Actus

Journalistes interpellés : le Premier ministre répond à l’AJP

25/07/2018
Des journalistes arrêtés administrativement

Cliquez sur limage pour voir la vidéo de l’arrestation

Près d’un mois après qu’une équipe de la RTBF (deux journalistes et trois techniciens) a été arrêtée administrativement dans l’exercice de ses fonctions, le Premier ministre Charles Michel a enfin répondu au courrier que lui avait adressé l’Association des journalistes professionnels (AJP). Une réponse qui ne nous satisfait (vraiment) pas.

La réponse du Premier ministre ne diffère finalement pas beaucoup du tweet qu’il avait publié le jour de l’arrestation. En un peu plus de 280 caractères cette fois, il assure une nouvelle fois que « la Belgique est un État de droit dans lequel la liberté de la presse est respectée et garantie, conformément aux principes et aux valeurs démocratiques que nous défendons et conformément à l’article 25 de la Constitution qui consacre ce droit ».

Pour le surplus, il se borne à renvoyer aux explications fournies par le ministre de l’Intérieur, Jan Jambon, lorsqu’il a été interpellé à la Chambre le 21 juin dernier. Interrogé par plusieurs députés, Jan Jambon a indiqué que « malgré de nombreuses insistances, les manifestants ont poursuivi leur action (et) les journalistes ont continué à filmer et à interviewer les manifestants dans l’enceinte du périmètre défini par la police ».

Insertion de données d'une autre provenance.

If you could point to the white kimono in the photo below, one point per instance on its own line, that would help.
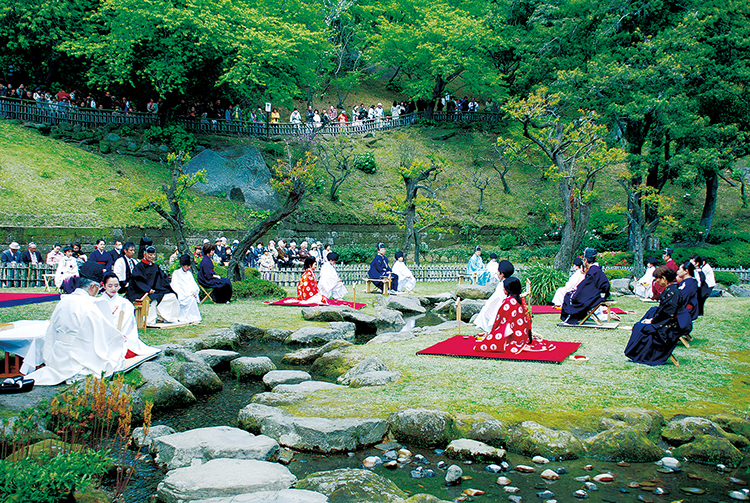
(184, 285)
(643, 285)
(571, 285)
(486, 317)
(330, 284)
(406, 280)
(111, 307)
(80, 341)
(67, 267)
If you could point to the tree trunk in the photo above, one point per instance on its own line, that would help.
(235, 269)
(709, 206)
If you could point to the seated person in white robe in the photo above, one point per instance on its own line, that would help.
(485, 320)
(121, 314)
(330, 284)
(80, 340)
(184, 285)
(572, 283)
(406, 280)
(643, 285)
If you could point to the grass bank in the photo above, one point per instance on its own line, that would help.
(712, 377)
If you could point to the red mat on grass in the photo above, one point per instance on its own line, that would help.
(292, 301)
(19, 299)
(555, 310)
(459, 347)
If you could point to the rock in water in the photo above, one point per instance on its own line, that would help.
(453, 475)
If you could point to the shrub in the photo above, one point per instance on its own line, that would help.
(366, 163)
(253, 286)
(616, 274)
(726, 278)
(544, 281)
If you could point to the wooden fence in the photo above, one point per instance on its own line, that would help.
(55, 113)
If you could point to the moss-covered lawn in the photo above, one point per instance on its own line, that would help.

Le ministre ne fait ensuite plus aucune distinction, comme le relève Olivier Maingain (DéFI), entre les personnes interpellées, lorsqu’il dit que « les manifestants ont fait l’objet d’une arrestation administrative et ont été transférés au commissariat de la zone de police. Leurs caméras et le matériel de son ont été brièvement confisqués et également transférés au commissariat de la zone de police ». Il a aussi fait remarquer que « ce n’est pas parce qu’on est journaliste qu’il ne faut pas respecter la loi. Les journalistes en question n’ont, à aucun moment, montré leur carte de presse. Ils l’ont montrée lorsqu’ils étaient au commissariat ».

Le député PTB Marco Van Hees, après s’être étonné qu’il ait été « impossible d’identifier ces journalistes, alors même que l’un d’eux tenait un micro aux couleurs de la RTBF », a reproché à Jan Jambon de travestir les faits. « Lorsqu’ils sont arrivés au commissariat, l’un d’eux a montré sa carte de presse. Qu’a fait la police à ce moment-là ? Elle l’a envoyé au cachot ! » Les affirmations de Jan Jambon ont d’ailleurs été réfutées par un des journalistes lui-même, mais qu’à cela ne tienne ! C’est la version que continue à défendre le Premier ministre, qui se félicite aussi de  la bonne place de la Belgique dans un classement élaboré par Reporters sans frontières…

Pour l’AJP, cette réponse indigente du Gouvernement n’est pas acceptable. Un Premier ministre se grandirait en reconnaissant qu’arrêter administrativement des journalistes était inutile, contraire à la liberté de la presse et à l’intérêt des citoyens. A l’inverse, il soutient les justifications laborieuses et tordues de son ministre de l’Intérieur. Les déclarations incantatoires sur la liberté de la presse sont une chose, souvent inutile d’ailleurs. Mais veiller à garantir cette liberté sur le terrain est autre chose (bien plus utile). C’est ce que l’AJP attend d’un régime démocratique.  

La RTBF, qui avait annoncé qu’elle prendrait des mesures, a décidé d’agir sur deux fronts. Elle déposera plainte dans les prochains jours au Comité P, qui contrôle les actes des policiers, et intentera parallèlement une action en responsabilité contre l’État belge et/ou les autorités impliquées dans la décision d’arrestation. C’est ce qu’a indiqué son directeur juridique Simon-Pierre De Coster.